A small scattering of freckles splashed around her face, but they were not beautiful freckles. They were like drops of dirt and road dust, which always made her face look unwashed.
- Esher, sort out these letters before lunch! - The girl said in an orderly tone, without any greeting, and gave Esher a scornful look. - You are always so slow! I'll complain about you to the boss.
"And you're always an hour late, but I don't report it to that toad..." Esher tsked to himself in his thoughts and silently accepted the box of letters. Without waiting for a reply, the girl snorted and quickly turned and walked away. With a jerk, a thin, sloppy braid that looked like a rat-tail hit her shoulder and hung down again, twitching in time with the girl's steps. "How I wish I could quit..."
Sighing silently, Asher pulled the box toward him and looked inside. There were a lot of letters.
"I won't get lunch again." sadly concluded Esher and got up from his desk. He stacked the boxes of sorted letters on top of each other and carried them to the auto mail room. After placing a box in each glass tube, he closed all the glass doors and pulled the lever.
The bronze-rimmed corners of the crates suddenly vise iron cutters, securing them to the platform.
Nodding to himself, Esher next pressed a small button at the base of each pipe. A click sounded. And before the man's eyes, all the letters that lay in the boxes rose into the air and flew swiftly down the pipe. No one ever worried about the safety of the letters. It was not a stiff fierce wind, but a soft flow of magic that the skillful hands of the craftsmen had created. At the expense of "time," the currents of air did not tear the cheap paper.
Emptying the crates, Asher gathered them together and carried them to his desk. After standing for a couple seconds, as if trying to figure out what to do next, he arranged them on the desk just as they had stood before. The sorting of the letters began again.

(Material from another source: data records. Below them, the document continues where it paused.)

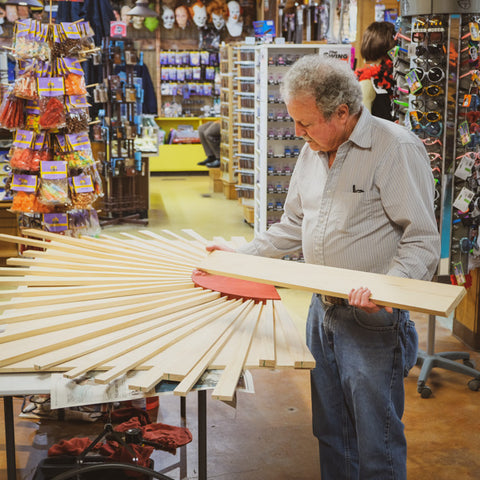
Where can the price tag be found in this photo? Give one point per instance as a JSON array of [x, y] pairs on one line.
[[464, 169], [462, 202]]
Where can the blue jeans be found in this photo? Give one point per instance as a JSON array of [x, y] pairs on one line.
[[357, 390]]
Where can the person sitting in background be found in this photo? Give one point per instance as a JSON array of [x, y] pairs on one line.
[[209, 134], [376, 79]]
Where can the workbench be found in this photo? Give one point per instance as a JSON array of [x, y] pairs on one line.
[[18, 384]]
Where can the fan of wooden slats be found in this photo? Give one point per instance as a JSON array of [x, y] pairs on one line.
[[116, 304]]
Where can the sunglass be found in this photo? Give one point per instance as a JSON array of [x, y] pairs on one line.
[[429, 62], [428, 104], [421, 50], [434, 156], [431, 90], [431, 129], [429, 35], [431, 141], [434, 74], [418, 117], [470, 156]]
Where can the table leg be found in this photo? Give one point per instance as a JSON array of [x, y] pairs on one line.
[[202, 435], [9, 438]]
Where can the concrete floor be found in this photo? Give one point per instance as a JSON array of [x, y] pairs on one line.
[[268, 435]]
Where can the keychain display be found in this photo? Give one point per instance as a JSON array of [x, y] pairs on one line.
[[47, 108]]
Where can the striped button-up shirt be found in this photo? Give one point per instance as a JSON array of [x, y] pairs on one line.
[[373, 210]]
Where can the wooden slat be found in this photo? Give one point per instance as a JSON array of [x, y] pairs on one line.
[[201, 360], [296, 344], [38, 297], [225, 388], [34, 345], [262, 352], [165, 338], [51, 323], [415, 295], [201, 366]]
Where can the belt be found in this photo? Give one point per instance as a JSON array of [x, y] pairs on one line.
[[329, 300]]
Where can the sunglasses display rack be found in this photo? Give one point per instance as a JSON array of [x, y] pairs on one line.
[[465, 246], [244, 121], [437, 69], [228, 161], [276, 145]]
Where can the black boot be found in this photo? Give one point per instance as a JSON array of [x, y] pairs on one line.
[[209, 159], [213, 164]]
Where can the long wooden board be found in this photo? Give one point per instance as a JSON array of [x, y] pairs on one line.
[[116, 304], [415, 295]]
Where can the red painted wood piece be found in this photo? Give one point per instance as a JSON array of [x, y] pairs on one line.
[[235, 287]]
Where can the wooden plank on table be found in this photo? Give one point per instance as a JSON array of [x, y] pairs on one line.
[[188, 243], [52, 281], [39, 298], [295, 343], [165, 337], [94, 248], [149, 335], [111, 345], [60, 244], [51, 322], [225, 388], [262, 350], [177, 361], [201, 366], [160, 252], [143, 287], [283, 355], [415, 295], [97, 267], [67, 307], [196, 236], [80, 257], [178, 247], [199, 358], [34, 345]]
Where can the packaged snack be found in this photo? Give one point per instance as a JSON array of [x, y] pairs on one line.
[[21, 152], [83, 192], [52, 108], [55, 222], [26, 86], [53, 188], [12, 112]]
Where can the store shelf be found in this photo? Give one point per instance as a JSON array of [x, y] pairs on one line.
[[179, 157]]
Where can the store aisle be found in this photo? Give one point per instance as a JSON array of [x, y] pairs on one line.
[[268, 435]]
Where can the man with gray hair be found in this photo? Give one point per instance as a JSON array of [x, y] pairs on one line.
[[360, 198]]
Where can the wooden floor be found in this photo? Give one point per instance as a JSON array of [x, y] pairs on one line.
[[268, 436]]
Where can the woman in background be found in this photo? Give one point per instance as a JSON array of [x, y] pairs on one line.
[[376, 78]]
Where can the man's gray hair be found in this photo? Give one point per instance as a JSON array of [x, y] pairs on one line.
[[331, 82]]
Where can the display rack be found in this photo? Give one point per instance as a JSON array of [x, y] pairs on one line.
[[179, 157], [125, 171], [276, 146], [189, 83], [54, 179], [228, 161], [437, 86], [244, 124]]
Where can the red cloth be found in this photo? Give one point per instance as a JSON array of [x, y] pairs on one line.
[[167, 437], [134, 422], [123, 414], [74, 446]]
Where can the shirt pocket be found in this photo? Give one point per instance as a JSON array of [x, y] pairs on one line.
[[358, 212]]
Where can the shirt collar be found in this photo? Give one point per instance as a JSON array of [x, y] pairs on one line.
[[362, 133]]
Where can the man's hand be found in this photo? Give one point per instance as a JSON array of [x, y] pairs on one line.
[[360, 298], [212, 248]]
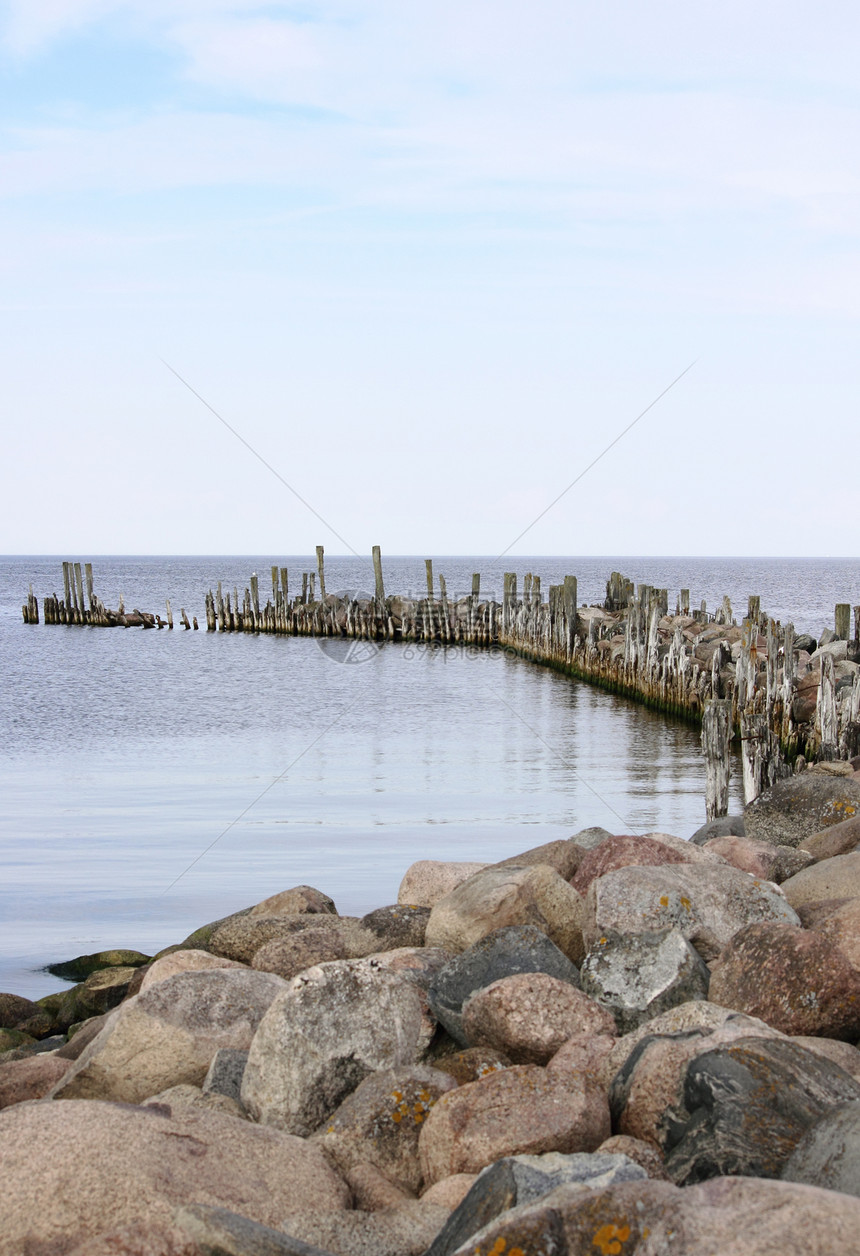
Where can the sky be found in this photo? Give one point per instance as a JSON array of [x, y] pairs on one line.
[[424, 264]]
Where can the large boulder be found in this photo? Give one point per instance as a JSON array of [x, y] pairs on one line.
[[75, 1171], [168, 1034], [708, 903], [800, 806], [640, 975], [515, 894], [530, 1016], [325, 1033], [797, 981], [524, 1109], [501, 953]]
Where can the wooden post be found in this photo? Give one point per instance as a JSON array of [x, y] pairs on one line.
[[377, 573], [320, 568], [716, 741], [843, 621]]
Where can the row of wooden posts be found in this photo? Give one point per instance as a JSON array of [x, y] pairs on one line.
[[632, 644]]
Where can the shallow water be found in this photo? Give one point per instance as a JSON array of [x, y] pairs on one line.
[[153, 780]]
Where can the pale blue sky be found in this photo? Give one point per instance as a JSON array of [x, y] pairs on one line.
[[430, 260]]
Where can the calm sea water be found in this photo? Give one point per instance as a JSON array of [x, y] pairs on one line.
[[152, 781]]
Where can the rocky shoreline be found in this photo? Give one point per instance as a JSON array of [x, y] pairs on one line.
[[609, 1044]]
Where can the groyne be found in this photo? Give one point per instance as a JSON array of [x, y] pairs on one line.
[[789, 697]]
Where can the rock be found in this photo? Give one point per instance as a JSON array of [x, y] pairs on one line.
[[14, 1009], [501, 953], [750, 1103], [225, 1073], [831, 878], [843, 1054], [398, 926], [83, 965], [796, 981], [829, 1153], [185, 961], [761, 859], [289, 956], [406, 1230], [428, 881], [219, 1232], [839, 839], [564, 854], [113, 1166], [381, 1120], [643, 1154], [373, 1191], [299, 901], [471, 1064], [519, 1182], [524, 1109], [332, 1026], [530, 1015], [170, 1033], [708, 903], [30, 1079], [500, 897], [800, 806], [622, 852], [722, 827]]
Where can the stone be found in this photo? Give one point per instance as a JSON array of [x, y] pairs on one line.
[[761, 859], [322, 1036], [30, 1079], [83, 965], [373, 1191], [225, 1073], [794, 980], [299, 901], [398, 926], [501, 953], [381, 1120], [522, 1109], [622, 852], [750, 1103], [471, 1064], [831, 878], [500, 897], [800, 806], [183, 961], [708, 903], [829, 1153], [14, 1009], [530, 1015], [406, 1230], [428, 881], [637, 976], [116, 1166], [170, 1033], [643, 1154], [289, 956], [721, 827], [563, 854], [839, 839]]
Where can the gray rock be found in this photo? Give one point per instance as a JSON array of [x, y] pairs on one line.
[[325, 1033], [723, 827], [800, 806], [640, 975], [829, 1153], [517, 948], [225, 1073]]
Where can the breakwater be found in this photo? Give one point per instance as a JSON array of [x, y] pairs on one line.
[[791, 698]]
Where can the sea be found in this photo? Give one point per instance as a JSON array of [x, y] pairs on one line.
[[152, 781]]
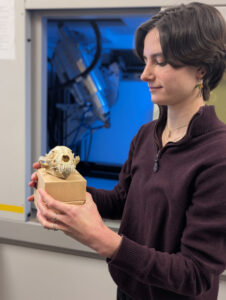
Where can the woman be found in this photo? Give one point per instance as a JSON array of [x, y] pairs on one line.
[[171, 191]]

Time flowed slowly and agonizingly. Letter after letter. Look up the address, check the map, identify the neighborhood, throw the letter into the right box.
Time stretched slowly, the minute hand crept inexorably forward, approaching the time of the lunch break. The office, filled with the same clerks as Esher, was slowly becoming empty. People were leaving for lunch, happy to be able to stretch their legs and backs that were stiff from sitting at their desks for so long.
After putting another letter in the drawer, Esher grabbed the next one and immediately stopped. The appearance of the envelope was different. The dark bluish paper contrasted brightly against the yellowish-white envelope, and the gold seal with red veins only reinforced the effect.
Esher turned the letter in his hands. There was no sender's address or delivery address. There were no names either. Feeling the envelope in his fingers, Esher felt nothing, as if the envelope was empty.
"How strange. How did it even get here. With no sender's address and no identifying marks..." ran through Esher's mind. The signet caught his eye. A strange snake coiled around a thin eye with no eyelashes adorned with lilies. Esher couldn't remember any crest similar to this one. After hesitating for a moment, Esher slipped the envelope into the back of his vest and continued sorting through the letters. He had to finish his work before evening.